Dish Network Targets MDUs with New Fiber Service
Satellite operator Dish Network is looking to generate new business from the multiple-dwelling-unit market with a service called Dish Optical Network, which will use a single strand of fiber-optic cable to take video from a Dish satellite antenna and deliver it to individual apartments.
The fiber-optic link will have the ability to deliver up to 400 HD programming channels, Dish said, although the satellite operator itself is simply hoping to offer 100 national HD networks to its subscriber base by year-end.
The Federal Communications Commission’s ruling last October to nullify exclusive contracts between cable operators and MDUs and, thus, open up the market to more competition was part of the impetus behind the new fiber-optic service, Dish spokeswoman Francie Bauer said.

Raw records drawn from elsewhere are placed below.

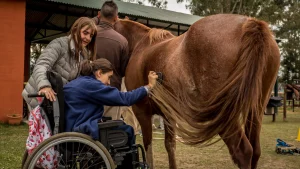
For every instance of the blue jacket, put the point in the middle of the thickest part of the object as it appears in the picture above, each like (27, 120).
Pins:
(84, 100)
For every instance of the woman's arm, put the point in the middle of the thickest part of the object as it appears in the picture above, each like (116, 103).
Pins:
(111, 96)
(45, 62)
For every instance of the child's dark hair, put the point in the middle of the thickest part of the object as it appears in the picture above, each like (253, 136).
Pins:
(89, 67)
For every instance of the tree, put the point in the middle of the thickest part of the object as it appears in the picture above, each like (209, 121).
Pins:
(35, 52)
(156, 3)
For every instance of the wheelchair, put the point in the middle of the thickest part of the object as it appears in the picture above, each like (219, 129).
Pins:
(80, 151)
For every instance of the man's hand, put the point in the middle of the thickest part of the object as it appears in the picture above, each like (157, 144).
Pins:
(49, 93)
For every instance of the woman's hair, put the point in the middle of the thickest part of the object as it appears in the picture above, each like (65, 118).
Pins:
(89, 67)
(76, 36)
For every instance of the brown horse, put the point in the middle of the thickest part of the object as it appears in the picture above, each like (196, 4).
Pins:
(217, 81)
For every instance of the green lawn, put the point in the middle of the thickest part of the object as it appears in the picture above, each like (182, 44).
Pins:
(12, 144)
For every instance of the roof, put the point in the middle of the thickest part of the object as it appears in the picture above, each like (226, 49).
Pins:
(140, 11)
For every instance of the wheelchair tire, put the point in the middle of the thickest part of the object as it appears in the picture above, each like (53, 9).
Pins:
(62, 139)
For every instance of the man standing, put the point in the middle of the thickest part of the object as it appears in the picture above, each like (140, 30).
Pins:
(112, 46)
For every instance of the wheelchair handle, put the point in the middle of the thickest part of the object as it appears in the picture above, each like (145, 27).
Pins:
(35, 95)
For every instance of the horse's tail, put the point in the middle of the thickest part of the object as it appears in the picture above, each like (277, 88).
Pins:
(238, 98)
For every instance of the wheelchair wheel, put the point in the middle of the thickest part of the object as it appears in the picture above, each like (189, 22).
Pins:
(72, 150)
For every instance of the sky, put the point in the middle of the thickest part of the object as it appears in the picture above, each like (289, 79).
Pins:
(178, 7)
(174, 6)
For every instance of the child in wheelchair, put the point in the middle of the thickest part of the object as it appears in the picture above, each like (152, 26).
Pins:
(86, 96)
(83, 100)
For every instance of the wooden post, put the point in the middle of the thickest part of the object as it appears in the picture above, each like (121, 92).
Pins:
(284, 104)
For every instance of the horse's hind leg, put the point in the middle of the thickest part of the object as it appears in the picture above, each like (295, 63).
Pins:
(170, 144)
(144, 118)
(240, 149)
(254, 139)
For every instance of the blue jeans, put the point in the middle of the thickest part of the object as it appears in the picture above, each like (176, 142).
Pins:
(130, 132)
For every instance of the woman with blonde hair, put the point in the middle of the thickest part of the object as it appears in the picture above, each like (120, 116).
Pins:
(63, 56)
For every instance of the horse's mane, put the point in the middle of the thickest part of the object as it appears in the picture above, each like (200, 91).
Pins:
(154, 34)
(157, 35)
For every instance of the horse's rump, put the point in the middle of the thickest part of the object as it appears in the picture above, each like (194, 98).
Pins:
(229, 93)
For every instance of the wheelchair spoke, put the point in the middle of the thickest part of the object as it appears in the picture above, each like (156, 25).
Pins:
(73, 151)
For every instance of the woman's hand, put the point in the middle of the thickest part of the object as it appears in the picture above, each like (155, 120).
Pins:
(152, 77)
(49, 93)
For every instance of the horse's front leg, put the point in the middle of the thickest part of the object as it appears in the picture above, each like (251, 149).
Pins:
(144, 117)
(170, 144)
(253, 136)
(240, 148)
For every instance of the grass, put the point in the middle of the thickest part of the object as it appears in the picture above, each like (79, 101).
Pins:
(12, 145)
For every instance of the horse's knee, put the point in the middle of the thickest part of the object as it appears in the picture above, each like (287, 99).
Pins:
(256, 153)
(242, 156)
(255, 157)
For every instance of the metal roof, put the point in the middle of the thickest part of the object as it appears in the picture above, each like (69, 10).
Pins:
(140, 11)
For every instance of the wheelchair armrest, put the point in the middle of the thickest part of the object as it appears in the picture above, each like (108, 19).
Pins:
(110, 124)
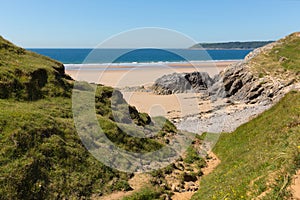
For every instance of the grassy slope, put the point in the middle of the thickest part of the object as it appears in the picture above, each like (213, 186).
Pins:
(259, 158)
(41, 155)
(281, 61)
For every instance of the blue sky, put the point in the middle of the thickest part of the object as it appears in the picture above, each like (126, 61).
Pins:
(85, 23)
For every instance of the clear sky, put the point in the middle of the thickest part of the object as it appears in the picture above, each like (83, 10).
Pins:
(85, 23)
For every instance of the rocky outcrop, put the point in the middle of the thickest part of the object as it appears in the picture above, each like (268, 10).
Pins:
(240, 83)
(182, 83)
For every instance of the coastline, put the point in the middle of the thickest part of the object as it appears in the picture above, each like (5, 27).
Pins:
(139, 74)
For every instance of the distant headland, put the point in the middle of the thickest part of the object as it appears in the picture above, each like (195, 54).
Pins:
(231, 45)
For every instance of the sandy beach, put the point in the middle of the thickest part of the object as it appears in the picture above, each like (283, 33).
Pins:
(138, 75)
(171, 106)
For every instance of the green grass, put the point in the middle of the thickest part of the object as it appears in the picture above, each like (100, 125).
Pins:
(284, 58)
(25, 75)
(148, 193)
(260, 156)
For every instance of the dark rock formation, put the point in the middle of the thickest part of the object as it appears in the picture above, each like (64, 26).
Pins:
(182, 83)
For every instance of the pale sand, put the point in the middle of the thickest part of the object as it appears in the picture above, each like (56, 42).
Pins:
(145, 75)
(170, 106)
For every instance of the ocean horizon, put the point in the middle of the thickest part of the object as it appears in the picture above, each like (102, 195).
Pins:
(138, 56)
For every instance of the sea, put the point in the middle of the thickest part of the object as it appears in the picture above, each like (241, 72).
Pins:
(133, 56)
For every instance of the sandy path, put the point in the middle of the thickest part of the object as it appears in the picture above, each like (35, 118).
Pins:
(137, 182)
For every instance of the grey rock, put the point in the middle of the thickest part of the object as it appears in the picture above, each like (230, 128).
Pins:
(182, 83)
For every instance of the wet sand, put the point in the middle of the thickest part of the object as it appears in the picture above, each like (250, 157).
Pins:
(125, 75)
(171, 106)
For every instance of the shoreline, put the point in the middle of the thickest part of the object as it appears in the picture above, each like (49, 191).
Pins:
(120, 76)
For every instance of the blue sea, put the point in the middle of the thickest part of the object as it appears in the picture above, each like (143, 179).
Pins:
(100, 56)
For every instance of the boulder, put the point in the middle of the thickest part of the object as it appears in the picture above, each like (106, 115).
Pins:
(182, 83)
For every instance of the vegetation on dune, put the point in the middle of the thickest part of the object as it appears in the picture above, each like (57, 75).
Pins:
(41, 155)
(259, 158)
(282, 60)
(232, 45)
(26, 75)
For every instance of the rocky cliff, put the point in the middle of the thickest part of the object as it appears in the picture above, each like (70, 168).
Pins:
(263, 75)
(181, 83)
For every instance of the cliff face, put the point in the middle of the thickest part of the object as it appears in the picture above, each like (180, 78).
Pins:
(263, 75)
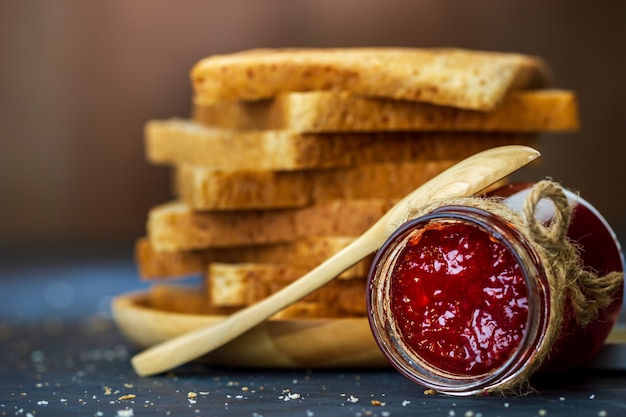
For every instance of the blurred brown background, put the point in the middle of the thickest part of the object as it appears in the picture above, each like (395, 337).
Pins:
(78, 79)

But she added that the real driver for the fiber-optic product was to target smaller MDUs with fewer than 100 subscribers, for which Dish’s existing L-band terrestrial MDU system, suitable for garden-style communities, or its SMATV- (satellite master antenna TV) and QAM-based (quadrature amplitude modulation) coaxial systems, aimed at high-rises, were “cost-prohibitive.”
Dish technicians will install the service by mounting satellite antennas and running the fiber line through the building. The Dish Optical Network base system supports up to 128 subscribers within an MDU and is scalable to support thousands of subscribers as required. Each subscriber can have up to six standard Dish set-top receivers.